German Chancellor Angela Merkel’s cabinet approved of the decision to take an active role in the military campaign against DAESH terrorist group in Syria on Tuesday ruling out any cooperation with the Assad regime and it’s forces in the region.
The cabinet's decision to deploy Tornado reconnaissance jets, to refuel aircraft, to also deploy a frigate and up to 1,200 troops in Syria came in the wake of the Paris attacks carried out by DAESH on November 13.
Germany’s active role in the Middle East will be the largest military mission since World War II, as the country is trying to avoid foreign military conflicts.
Germany’s Defence Minister Ursula von der Leyen said on Tuesday that Germany’s decision to get involved in the campaign against DAESH was made in an aware state and Germany has been not drawn into war against its will.

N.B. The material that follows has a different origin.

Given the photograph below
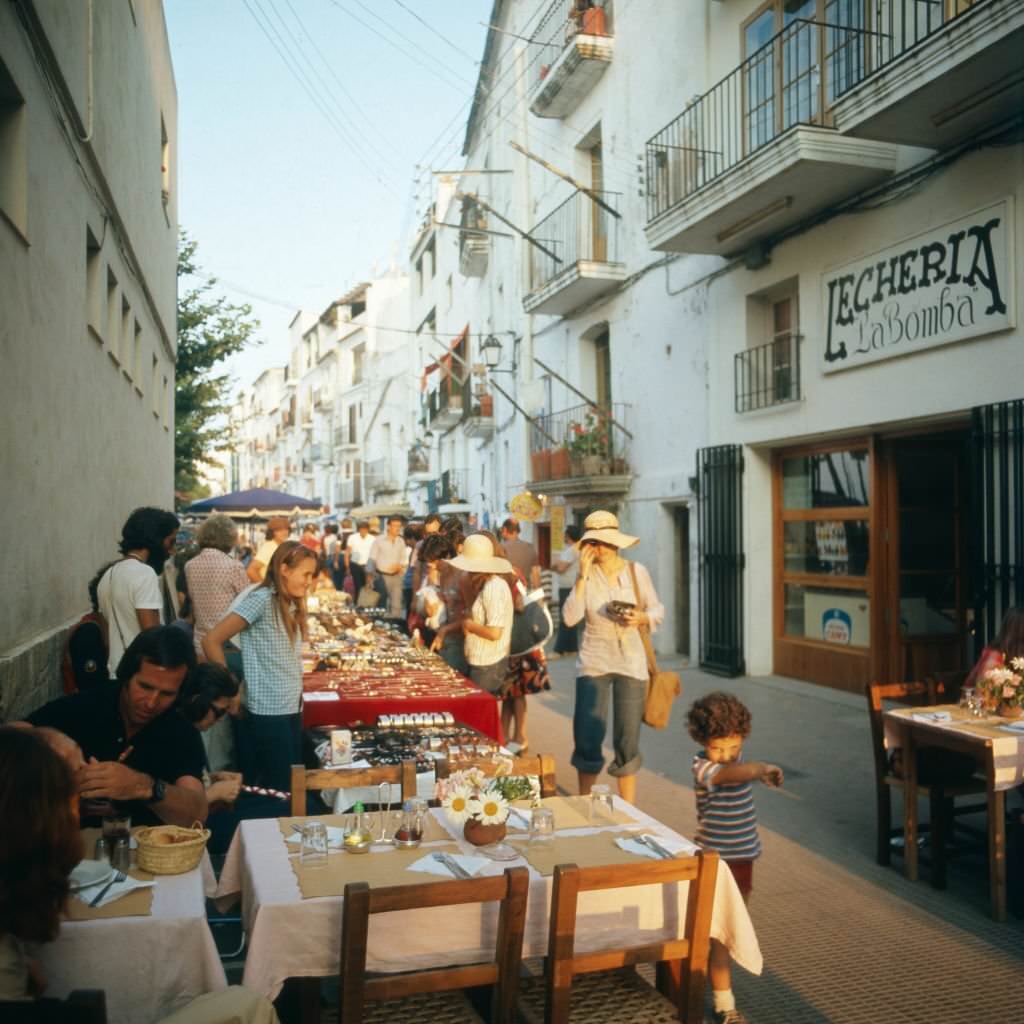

According to a letter from the foreign and defence ministers, Germany’s deployment of a large number of military personel was with the purpose of preventing “terrorist acts” from taking place by DAESH and supporting France and other countries fighting against DAESH.
However, the country won’t participate in air strikes of France, the United States and Russia.
Von der Leyen also clarified that Germany won’t have a future with Assad.
"The top line is: there will be no cooperation with Assad and no cooperation with troops under his command," she told ARD television before the weekly cabinet meeting on Tuesday, stating that the collapse of the state of Syria must be avoided.
Germany was standing with the countries demanding the departure of Assad in order to avoid more civilian deaths in the war torn country.
The voting on the issue is expected to take place next week after the Bundestag lower house of parliament’s debate on Wednesday.
Some opposition party members opposed the decision expressing their concerns of a possible attack on Germany.
“Showing solidarity with France cannot mean undertaking something wrong” said Greens lawmaker Hans-Christian Stroebele.
Amid the talks in Vienna on Syria, German Foreign Minister Frank-Steinmeier told Bild daily that they needed some patience and expressed the importance of political process for Syria’s future.